There are also a couple of things to note:

  • The makefiles have been written with gnu make in mind.
  • Most targets will be fine with gcc but the full functionality is achieved by using clang.
  • This is not a makefile 101.
  • I'm not going to try to copy the makefile contents here line by line. You are expected to have the makefile open while reading this.
  • I will be explaining some of the more, let's say, esoteric behaviours of make which can get the beginners confused.
  • gnu make variables are considered macros by C/C++ standards. I will use the term "variable" since it's what the gnu make documents use.
  • The makefiles are not supposed to be hands-off. I change bits here and there from project to project.
  • The makefile recognizes the following extensions: .c and .cpp. If you use different extensions, change the makefile accordingly.

The Macros

TARGET holds the target name. It uses the ?= assignment operator so you can pass it a different value from a script, just in case.
There are a bunch of varibales that you can assign on the terminal to replace the makefile's defaults. Among those there are some that are first getting a default value assigned and then get the ?= assignemnt operator so you can assign them values from the terminal, e.g:

CC=clang
CC?=clang

It looks a bit backwards but there is a reason for that.
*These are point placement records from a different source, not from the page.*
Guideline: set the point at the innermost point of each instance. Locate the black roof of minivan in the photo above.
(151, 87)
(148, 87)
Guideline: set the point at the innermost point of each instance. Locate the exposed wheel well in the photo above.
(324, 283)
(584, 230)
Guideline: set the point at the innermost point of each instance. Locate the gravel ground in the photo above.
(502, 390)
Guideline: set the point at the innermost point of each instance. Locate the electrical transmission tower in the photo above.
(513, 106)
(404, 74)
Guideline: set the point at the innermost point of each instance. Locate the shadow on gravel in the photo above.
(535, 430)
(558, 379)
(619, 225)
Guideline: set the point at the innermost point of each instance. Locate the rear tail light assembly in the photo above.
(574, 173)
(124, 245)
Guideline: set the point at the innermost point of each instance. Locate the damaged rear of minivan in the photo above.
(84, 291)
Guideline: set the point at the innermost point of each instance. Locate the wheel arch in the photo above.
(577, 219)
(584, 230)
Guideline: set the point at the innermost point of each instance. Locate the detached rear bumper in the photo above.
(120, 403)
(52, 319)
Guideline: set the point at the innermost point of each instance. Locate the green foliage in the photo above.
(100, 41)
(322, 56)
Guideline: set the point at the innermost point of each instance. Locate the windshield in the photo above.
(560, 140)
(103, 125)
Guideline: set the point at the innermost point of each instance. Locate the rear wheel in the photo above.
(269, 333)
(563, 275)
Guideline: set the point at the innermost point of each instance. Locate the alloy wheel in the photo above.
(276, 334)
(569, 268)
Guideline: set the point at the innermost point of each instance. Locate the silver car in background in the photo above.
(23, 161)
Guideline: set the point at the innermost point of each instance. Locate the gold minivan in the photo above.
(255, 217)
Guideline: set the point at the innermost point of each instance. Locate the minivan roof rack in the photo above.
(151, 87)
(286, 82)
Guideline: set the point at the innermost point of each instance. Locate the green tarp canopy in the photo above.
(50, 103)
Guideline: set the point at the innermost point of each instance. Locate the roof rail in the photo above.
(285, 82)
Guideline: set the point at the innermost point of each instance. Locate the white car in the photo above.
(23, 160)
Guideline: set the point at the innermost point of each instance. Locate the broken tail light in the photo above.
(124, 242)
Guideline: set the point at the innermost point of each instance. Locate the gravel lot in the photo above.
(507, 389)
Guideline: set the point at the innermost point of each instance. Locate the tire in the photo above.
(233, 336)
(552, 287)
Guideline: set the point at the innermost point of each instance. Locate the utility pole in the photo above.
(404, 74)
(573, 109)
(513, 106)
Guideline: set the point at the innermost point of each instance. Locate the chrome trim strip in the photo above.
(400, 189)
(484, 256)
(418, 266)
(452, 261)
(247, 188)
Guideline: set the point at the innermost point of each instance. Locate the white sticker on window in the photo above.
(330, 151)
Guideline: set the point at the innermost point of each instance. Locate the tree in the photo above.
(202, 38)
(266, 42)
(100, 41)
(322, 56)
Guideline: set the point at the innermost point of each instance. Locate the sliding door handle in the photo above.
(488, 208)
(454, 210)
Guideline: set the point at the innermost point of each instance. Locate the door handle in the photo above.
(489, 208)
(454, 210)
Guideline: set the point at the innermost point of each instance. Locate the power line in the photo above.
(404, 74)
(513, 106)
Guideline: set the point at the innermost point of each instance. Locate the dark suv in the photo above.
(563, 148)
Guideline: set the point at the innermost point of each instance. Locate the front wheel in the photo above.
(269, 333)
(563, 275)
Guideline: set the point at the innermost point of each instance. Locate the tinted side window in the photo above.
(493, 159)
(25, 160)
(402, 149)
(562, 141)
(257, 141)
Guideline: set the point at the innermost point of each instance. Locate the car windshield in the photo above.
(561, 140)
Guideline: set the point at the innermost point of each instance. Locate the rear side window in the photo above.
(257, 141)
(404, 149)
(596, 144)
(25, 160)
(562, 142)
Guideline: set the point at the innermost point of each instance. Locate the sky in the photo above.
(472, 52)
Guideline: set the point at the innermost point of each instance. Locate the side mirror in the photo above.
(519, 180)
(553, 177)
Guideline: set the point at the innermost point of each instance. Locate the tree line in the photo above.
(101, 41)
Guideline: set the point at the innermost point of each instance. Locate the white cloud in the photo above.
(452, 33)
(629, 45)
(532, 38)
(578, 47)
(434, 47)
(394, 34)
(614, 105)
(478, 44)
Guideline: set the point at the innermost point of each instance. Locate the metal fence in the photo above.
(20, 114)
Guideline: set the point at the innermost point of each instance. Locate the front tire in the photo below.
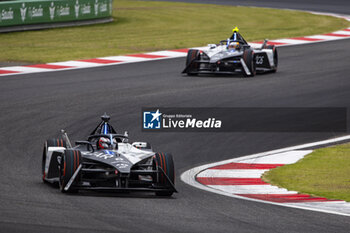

The reason why we need to do that is because those variables are called implicit variables in gnu make terminology. Implicit variables are already defined by your makefile even if you havent defined them so they get some special treatment.
In order to assign them values from the terminal, we first assign them a value and then use the ?= operator on them. We don't really need to assign the default value here again, but I felt like it would be more expressive to assign the default for a second time.

Variables CC_FLAGS, CXX_FLAGS and LD_FLAGS have accompanying variables, namely CC_FLAGS_EXTRA, CXX_FLAGS_EXTRA and LD_FLAGS_EXTRA. The extra ones use the ?= assignment. The scheme is to have the first set to host the invariant options and use the second set, to change the options that would need changing between different builds, if need be.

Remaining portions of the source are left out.